Posted by on June 6, 2012

As we settle into our new home it has become painfully obvious that we need to establish more of a routine for our family. Ella, at age 4, is craving more predictability in her day. And my husband and I need a better routine so we can get more accomplished. We have always loved our flexible schedules, but without a regular routine we are having a hard time prioritizing our day.  

Irene Gouge, Sleep Consultant for Loving Lessons, offered her help and wrote this guest blog post about creating routines. I know it will be useful to us and hope that you will also find it helpful. When you travel, having a good routine in place will help your child feel more comfortable and will  adapt more easily to the other changes in their day.

Routines vs. Schedules- Simplified

by Irene Gouge

Everyone needs a routine! But why? Children from birth all the way into adult years, moms and dads alike need routines! It keeps life in order, allows predictability, and is one of the many social cues that lets our brain know what to do or how to respond. Children need routines to feel safe and secure and to have predictability in their day. Children thrive on routine. It’s just a matter of creating these simple routines and making them a natural part in the rhythm of your day.

Adults need schedules. There needs to be a time keeper that helps keep routines in place. Some people hear schedules and think- “must be rigid and timely”. Sometimes yes, but most of the time flexibility is important, especially when dealing with young children. Depending on your child’s age, feeding and sleeping can vary by 15 minutes or so.

This is what a natural rhythm looks like in my home with my 5 and 3 year old. You’ll notice that the bold and colored items are the routine that my children depend on everyday to know what time it is and know what will take place. It may sound crazy, but it’s true, and Connor has always been my high needs and sensitive child, so I have had to adjust my parenting to match his needs. You might be wondering- what does play look like? Each day is different. Some days its puzzles, blocks, reading, going to the park, errands, grocery shopping, the pool, library, or whatever the day may bring. You can add and modify your day and schedule- and we can be quite active, but no matter what we do- we need to include these bold items in our day to have success and adaptability with our children.
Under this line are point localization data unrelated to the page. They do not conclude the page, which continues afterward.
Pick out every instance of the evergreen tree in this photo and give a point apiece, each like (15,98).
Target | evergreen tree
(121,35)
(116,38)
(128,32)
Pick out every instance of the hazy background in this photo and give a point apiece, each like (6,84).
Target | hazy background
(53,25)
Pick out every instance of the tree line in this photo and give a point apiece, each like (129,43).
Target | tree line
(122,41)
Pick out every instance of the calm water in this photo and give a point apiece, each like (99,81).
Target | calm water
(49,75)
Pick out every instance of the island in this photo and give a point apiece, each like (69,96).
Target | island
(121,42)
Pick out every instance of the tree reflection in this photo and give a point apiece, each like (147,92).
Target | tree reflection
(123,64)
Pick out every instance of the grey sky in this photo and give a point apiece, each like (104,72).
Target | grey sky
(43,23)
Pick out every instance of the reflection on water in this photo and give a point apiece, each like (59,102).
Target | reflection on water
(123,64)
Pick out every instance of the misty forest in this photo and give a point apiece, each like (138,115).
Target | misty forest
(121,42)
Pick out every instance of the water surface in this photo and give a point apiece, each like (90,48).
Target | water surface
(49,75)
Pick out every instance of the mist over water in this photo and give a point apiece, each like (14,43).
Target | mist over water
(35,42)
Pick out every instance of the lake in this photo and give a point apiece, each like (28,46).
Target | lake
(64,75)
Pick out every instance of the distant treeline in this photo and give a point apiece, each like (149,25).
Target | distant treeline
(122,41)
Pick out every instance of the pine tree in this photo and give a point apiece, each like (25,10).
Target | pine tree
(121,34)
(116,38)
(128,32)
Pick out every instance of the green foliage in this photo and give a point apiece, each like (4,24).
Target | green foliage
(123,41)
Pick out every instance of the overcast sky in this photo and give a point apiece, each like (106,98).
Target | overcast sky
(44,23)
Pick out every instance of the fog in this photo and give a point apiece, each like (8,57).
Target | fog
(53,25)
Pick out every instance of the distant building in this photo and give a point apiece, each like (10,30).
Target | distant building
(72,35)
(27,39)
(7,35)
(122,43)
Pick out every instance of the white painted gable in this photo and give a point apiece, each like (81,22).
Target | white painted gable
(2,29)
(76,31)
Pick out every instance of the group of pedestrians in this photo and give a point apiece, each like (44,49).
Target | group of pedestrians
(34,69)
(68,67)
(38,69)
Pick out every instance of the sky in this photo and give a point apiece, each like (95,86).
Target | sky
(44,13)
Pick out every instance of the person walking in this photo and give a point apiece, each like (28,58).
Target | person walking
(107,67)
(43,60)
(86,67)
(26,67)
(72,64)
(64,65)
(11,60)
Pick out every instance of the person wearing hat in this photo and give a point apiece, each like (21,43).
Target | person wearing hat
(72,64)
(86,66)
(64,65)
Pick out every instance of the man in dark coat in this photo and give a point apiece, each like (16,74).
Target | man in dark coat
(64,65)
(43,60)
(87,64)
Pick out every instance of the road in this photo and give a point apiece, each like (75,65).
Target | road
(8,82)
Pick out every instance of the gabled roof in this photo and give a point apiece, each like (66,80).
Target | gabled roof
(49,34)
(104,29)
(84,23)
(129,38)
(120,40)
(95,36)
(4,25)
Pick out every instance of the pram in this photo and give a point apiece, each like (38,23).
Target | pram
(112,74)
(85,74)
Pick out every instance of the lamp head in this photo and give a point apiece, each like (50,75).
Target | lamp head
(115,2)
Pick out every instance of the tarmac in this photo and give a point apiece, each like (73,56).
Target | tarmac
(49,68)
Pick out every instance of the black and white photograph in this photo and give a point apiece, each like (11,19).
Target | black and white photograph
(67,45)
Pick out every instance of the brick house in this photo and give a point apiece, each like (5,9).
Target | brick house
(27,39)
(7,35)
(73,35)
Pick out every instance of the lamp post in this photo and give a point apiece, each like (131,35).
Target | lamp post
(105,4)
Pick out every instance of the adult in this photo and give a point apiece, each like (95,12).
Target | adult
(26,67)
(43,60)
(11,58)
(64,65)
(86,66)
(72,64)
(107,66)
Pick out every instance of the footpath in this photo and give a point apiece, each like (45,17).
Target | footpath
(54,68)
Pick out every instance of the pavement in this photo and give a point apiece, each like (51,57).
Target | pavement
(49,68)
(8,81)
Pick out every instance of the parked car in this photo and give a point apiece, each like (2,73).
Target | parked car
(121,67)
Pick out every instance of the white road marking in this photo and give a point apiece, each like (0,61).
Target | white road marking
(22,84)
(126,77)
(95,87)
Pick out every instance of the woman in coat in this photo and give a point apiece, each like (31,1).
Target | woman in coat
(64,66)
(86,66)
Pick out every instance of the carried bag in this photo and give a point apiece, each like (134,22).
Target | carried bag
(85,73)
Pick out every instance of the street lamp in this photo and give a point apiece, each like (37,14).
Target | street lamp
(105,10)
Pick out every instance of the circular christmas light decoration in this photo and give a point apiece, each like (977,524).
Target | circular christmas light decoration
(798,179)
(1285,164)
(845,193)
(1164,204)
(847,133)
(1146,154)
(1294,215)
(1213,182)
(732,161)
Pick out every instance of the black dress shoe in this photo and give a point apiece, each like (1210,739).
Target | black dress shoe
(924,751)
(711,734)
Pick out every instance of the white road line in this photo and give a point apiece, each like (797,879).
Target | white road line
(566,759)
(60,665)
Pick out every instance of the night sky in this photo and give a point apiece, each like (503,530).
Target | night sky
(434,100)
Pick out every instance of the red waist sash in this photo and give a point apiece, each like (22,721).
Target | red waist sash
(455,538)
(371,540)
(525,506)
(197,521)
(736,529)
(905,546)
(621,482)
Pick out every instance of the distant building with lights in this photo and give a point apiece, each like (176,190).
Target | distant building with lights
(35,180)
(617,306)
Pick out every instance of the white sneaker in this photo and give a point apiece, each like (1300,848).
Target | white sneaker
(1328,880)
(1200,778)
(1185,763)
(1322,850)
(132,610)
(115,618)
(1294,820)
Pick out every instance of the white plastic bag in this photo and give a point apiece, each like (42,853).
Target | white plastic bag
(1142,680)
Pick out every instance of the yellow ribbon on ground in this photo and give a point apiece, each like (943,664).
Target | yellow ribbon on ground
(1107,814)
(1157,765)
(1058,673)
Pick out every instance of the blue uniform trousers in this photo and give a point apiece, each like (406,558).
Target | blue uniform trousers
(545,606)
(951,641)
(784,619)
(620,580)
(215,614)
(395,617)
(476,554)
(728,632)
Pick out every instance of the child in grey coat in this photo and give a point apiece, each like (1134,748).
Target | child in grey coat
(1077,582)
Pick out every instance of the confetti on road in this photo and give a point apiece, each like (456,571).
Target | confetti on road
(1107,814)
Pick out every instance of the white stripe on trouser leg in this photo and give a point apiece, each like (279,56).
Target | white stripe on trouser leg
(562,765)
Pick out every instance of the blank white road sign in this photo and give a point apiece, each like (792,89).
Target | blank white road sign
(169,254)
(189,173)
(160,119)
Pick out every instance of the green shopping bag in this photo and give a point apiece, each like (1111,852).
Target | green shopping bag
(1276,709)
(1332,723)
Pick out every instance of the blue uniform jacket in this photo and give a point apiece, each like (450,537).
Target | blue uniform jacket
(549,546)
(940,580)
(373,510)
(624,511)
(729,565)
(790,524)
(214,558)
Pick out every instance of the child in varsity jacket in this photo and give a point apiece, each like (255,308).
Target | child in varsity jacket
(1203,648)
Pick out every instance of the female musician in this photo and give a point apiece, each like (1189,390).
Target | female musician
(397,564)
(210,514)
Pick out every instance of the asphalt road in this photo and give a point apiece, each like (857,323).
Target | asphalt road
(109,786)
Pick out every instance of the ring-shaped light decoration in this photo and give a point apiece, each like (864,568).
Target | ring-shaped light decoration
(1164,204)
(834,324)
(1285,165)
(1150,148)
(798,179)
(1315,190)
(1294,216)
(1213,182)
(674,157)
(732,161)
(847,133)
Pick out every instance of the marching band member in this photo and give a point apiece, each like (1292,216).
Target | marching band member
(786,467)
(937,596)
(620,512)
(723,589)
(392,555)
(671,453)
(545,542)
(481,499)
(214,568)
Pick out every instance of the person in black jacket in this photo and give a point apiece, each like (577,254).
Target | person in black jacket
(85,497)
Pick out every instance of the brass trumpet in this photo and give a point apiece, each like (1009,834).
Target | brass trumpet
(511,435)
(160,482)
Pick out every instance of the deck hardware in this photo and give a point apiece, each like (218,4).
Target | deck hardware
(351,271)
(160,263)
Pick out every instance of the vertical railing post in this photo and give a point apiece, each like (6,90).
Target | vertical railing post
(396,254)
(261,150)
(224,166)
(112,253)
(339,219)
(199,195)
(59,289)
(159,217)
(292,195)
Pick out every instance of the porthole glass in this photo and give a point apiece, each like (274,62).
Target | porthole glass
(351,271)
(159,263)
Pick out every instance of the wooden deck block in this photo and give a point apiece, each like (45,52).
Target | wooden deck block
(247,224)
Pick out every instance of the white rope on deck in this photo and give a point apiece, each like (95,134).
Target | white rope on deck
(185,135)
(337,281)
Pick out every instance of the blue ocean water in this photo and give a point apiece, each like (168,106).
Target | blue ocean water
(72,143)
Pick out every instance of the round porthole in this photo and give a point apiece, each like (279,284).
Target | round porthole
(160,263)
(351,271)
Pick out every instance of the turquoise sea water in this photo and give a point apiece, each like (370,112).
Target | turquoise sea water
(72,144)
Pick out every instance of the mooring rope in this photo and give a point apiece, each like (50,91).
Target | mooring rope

  • Wake time is 6:40 when the green light is on!
  • Snuggle and cuddle time with a little show.
  • Get dressed and ready for the day
  • Breakfast 8:00
  • Play
  • Snack 10:00
  • Play
  • Lunch 12:00
  • Nap/Quiet time 12:30
  • Quiet play
  • Snack 3:30
  • Play
  • Dinner 5:30
  • Play
  • Bedtime Routine 6:30
  • Sleep time 7:30

Am I rigid about my times? No, but I certainly don’t try to push the limits since I know my children’s bodies are ready to take in nutrients or rest around certain times and I want to work with their natural body clock to avoid meltdowns. Many parents worry that it can be restraining. However I find it quite the opposite and get more comfort in the routine and it makes it easier to plan my day, to plan snacks or meals to go. It’s just a small shift in our thinking and it becomes super easy way to enjoy the moments with our children.

Are you getting ready to get routines in place in your home? Here are a few key questions to think about as you create your plan:

  • Wake up routine– How do your kids know it is the start of a new day? What do you do to connect after a night of 9-11 hours of sleep?
  • Transitions routine– How do you connect with your child before you change gears? What are the expectations and how do you transition smoothly to end one activity and start a new one?
  • Mealtime routines– How is everyone contributing to the meal? What is the expected behavior before, during and after the meal?
  • Bedtime routines– How do you wind down and end your day? What does the process look like in your home?
    • Typical bedtime routines include- bath and PJ’s, brush teeth, potty, read books, snuggle and cuddle, lights out- time to sleep-leave the room with our child awake!

This is an example of a bedtime and morning routine check list that I use with my boys. You can use a clothes pin to help check off completed items. Of course you can create your own, take pictures of your child doing the steps to the routine to make it more fun and personal.



It can seem overwhelming or tedious to have to come up with these natural routines children need, but it’s well worth it. Sometimes as adults we forget that our little ones need a step by step plan to feel success in what they are doing. Establishing these routines eases you into your day, eliminates power struggles, and helps you end on a connected and calm way. Think of the routines as positive habits to create success all day!